Kekerasan di sekolah kedinasan kembali terjadi dan menelan korban jiwa. Dimas Dikita Handoko, taruna tingkat satu Sekolah Tinggi Ilmu Pelayaran (STIP) Jakarta, meninggal setelah dianiaya oleh seniornya. Kementerian Perhubungan harus segera mengevaluasi pola pengajaran di sekolah ini.
Dimas dikeroyok oleh tujuh kakak kelasnya di luar kampus. Ia dipukuli hingga tak sadarkan diri dan sempat dibawa ke rumah sakit, tapi nyawanya tak tertolong. Sebelum penganiayaan itu, Dimas bersama beberapa temannya diminta "menghadap" seniornya di rumah kos seorang taruna di kawasan Kebon Baru, Jakarta. Di sinilah penganiayaan itu dilakukan.

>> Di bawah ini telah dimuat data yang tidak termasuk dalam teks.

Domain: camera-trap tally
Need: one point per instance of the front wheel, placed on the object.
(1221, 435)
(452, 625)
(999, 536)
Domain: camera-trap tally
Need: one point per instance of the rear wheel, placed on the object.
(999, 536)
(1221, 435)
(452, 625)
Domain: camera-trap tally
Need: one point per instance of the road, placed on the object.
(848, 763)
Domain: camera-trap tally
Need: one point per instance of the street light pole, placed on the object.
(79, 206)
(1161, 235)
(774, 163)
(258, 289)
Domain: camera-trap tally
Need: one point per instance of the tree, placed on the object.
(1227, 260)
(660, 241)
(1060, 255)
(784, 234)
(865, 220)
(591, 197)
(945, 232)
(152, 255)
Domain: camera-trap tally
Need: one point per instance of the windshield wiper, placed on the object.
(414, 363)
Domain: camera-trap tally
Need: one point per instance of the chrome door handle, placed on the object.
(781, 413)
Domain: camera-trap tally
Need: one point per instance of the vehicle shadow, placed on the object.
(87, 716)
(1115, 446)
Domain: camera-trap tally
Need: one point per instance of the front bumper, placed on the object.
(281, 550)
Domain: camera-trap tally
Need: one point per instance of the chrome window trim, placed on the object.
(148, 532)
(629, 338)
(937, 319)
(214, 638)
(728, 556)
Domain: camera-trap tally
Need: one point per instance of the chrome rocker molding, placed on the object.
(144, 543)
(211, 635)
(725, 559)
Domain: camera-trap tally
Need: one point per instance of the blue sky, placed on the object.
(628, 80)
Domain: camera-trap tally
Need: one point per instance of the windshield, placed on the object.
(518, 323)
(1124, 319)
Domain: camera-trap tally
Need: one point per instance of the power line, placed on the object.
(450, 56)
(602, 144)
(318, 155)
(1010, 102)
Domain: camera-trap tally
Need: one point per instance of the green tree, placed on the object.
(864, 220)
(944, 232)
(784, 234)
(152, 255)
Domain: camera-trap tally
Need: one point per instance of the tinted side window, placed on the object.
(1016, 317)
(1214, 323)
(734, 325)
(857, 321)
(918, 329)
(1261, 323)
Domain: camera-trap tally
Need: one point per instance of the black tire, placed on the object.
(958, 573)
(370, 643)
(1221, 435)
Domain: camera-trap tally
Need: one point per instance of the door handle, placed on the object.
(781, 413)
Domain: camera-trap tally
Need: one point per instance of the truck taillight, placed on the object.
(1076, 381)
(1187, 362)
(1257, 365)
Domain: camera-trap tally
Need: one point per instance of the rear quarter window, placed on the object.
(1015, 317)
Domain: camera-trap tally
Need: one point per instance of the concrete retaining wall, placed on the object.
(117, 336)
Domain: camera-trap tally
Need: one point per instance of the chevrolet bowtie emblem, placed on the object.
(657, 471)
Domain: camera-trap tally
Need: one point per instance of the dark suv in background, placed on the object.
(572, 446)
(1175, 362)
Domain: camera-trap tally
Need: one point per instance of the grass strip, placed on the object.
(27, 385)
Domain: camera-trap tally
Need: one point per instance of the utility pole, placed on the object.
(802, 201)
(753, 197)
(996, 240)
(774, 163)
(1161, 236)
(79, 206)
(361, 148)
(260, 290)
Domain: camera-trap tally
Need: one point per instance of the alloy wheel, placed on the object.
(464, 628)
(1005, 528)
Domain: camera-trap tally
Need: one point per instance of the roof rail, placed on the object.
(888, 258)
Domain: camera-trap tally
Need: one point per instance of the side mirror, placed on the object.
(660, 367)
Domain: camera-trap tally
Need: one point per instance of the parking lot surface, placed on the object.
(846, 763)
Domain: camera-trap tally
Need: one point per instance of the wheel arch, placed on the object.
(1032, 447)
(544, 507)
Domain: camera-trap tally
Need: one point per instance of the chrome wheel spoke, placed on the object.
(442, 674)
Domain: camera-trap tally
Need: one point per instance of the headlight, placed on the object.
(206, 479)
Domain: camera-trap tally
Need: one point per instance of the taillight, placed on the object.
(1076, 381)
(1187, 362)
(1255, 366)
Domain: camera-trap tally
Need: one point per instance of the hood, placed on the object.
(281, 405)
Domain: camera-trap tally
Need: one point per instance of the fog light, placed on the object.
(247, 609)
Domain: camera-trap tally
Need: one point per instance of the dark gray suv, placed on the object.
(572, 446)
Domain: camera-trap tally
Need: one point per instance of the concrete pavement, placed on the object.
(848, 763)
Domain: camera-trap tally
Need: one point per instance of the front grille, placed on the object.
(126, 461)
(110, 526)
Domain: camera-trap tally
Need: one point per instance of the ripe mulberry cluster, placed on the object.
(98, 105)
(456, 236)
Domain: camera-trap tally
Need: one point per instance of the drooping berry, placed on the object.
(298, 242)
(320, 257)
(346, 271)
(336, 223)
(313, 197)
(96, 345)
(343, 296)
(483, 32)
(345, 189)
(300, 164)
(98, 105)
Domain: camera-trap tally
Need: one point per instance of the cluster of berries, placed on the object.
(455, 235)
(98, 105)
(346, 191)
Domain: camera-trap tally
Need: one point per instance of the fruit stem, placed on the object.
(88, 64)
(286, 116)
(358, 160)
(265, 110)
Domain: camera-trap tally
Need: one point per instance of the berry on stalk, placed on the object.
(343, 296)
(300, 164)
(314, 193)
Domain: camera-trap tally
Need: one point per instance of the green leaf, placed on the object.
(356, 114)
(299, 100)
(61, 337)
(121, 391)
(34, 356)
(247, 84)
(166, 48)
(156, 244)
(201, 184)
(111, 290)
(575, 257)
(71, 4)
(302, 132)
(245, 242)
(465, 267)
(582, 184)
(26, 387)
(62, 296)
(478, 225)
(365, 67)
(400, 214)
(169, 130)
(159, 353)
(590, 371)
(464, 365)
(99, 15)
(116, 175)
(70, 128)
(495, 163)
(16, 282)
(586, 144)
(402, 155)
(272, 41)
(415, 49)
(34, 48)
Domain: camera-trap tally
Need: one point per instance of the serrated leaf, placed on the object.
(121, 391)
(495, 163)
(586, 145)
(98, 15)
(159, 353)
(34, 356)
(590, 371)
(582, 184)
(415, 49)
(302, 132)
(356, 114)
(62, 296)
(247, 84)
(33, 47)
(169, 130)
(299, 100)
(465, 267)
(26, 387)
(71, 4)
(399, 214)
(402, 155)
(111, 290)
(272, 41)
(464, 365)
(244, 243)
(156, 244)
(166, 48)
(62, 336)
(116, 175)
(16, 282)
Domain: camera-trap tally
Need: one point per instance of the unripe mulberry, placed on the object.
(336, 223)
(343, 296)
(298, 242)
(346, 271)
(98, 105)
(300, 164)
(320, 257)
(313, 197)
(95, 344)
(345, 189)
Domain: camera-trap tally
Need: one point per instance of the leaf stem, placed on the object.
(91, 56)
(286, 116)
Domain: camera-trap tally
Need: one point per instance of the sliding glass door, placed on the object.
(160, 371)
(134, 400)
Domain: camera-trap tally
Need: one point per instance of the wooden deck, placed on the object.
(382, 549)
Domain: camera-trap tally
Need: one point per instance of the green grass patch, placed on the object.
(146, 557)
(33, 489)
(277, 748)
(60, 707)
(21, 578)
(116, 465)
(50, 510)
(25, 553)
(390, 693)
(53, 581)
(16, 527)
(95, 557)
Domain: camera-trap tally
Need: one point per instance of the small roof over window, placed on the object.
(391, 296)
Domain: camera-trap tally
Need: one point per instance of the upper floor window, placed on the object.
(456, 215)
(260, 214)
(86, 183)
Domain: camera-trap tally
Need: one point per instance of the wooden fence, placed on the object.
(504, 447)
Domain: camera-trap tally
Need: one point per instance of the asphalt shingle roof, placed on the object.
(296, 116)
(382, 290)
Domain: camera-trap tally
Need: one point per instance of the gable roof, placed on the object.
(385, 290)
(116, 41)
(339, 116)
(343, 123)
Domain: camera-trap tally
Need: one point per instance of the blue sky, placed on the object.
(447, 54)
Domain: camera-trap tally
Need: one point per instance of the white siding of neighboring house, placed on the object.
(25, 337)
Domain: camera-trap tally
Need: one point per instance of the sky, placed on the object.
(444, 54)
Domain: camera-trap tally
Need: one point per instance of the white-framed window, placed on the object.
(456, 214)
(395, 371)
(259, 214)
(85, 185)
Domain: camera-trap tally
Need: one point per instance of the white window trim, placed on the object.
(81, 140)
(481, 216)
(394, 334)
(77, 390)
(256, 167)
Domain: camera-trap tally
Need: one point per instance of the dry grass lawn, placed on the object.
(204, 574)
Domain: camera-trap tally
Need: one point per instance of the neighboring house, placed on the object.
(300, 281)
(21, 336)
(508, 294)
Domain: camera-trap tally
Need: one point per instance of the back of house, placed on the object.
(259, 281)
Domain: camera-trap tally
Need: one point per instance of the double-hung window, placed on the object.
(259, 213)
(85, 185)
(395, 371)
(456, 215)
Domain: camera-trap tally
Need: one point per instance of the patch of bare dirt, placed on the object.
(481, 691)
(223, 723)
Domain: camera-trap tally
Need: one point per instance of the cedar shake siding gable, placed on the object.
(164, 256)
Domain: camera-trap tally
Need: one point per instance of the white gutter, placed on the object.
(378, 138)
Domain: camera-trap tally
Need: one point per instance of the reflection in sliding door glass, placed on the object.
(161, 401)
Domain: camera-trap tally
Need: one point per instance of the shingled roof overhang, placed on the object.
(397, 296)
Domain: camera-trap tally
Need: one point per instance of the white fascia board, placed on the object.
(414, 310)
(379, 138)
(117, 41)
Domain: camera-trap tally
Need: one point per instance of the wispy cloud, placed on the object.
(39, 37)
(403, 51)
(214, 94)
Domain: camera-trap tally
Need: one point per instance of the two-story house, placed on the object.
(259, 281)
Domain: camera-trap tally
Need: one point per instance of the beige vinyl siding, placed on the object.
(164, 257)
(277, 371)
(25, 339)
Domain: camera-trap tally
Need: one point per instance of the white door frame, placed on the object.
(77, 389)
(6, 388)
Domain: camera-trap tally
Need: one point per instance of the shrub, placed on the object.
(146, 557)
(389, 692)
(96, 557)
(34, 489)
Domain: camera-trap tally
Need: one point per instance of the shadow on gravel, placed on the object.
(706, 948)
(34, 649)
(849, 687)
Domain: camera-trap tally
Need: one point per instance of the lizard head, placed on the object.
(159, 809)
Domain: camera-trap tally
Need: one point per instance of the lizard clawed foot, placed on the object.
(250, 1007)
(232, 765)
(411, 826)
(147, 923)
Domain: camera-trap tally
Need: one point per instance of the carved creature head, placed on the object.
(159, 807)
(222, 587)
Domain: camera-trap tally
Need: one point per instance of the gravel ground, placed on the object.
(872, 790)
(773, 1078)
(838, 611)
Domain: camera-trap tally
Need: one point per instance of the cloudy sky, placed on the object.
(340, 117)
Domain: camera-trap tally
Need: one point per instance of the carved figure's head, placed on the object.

Ketujuh penganiaya Dimas telah ditetapkan sebagai tersangka. Kampus pun telah bereaksi cepat dengan memecat mereka. Tapi Ketua STIP Kapten Rudiana menyatakan bahwa kampus bukanlah pihak yang bertanggung jawab dengan alasan kejadiannya berlangsung di luar sekolah. Ia juga mengatakan tidak mungkin STIP mengawasi satu per satu mahasiswanya.
Sikap Ketua STIP ini amat mengherankan. Kampus STIP tetap harus ikut bertanggung jawab karena penganiayaan dilakukan oleh senior terhadap adik kelasnya. Ini berarti ada yang salah dalam pola pendidikan di kampus itu. Kementerian Perhubungan mesti turun tangan untuk membenahinya. Budaya kekerasan yang biasanya dilestarikan lewat sistem pengasuhan dan penggojlokan mahasiswa baru mesti ditumpas habis. Sistem pendidikan ala militer ini sudah usang dan berbahaya.
Perubahan mendesak dilakukan karena kejadian ini bukanlah yang pertama kali. Pada 2008, Bastian Agung Gultom, taruna tingkat satu, juga tewas karena disiksa oleh sepuluh seniornya. Tak hanya memecat para pelaku penganiayaan itu, STIP akhirnya memasang CCTV di lingkungan kampus dan asrama untuk mengawasi perilaku para taruna. Pengawasan ini tidak efektif karena kekerasan kemudian berpindah ke luar kampus.
Kampus harus memutus lingkaran dendam yang biasa terjadi di sekolah kedinasan. Mahasiswa junior yang sering dianiaya oleh kakak kelasnya akan berbuat serupa setelah menjadi senior. Mahasiswa senior seakan memiliki kekuasaan besar dan merasa harus dihormati. Begitu ada mahasiswa junior tak mau menghormati seniornya, ia akan menjadi bulan-bulanan.
Pola pendidikan yang salah kaprah itu bukan monopoli sekolah kedinasan. Kita masih ingat, Oktober tahun lalu, seorang mahasiswa Jurusan Planologi Institut Teknologi Nasional Malang, Jawa Timur, Fikri Dolasmantya Surya, meninggal diduga akibat penganiayaan seniornya saat mengikuti orientasi studi dan pengenalan kampus.
Hanya, harus diakui, sistem pengajaran di sebagian besar sekolah kedinasan umumnya menerapkan pola pengasuhan dan disiplin yang kaku. Hal inilah yang membuat mahasiswa cenderung agresif dan kehilangan rasa empati terhadap orang lain, bahkan kepada adik kelasnya. Tragedi Bastian dan Dimas akan terulang jika STIP tak segera merombak sistem pendidikan.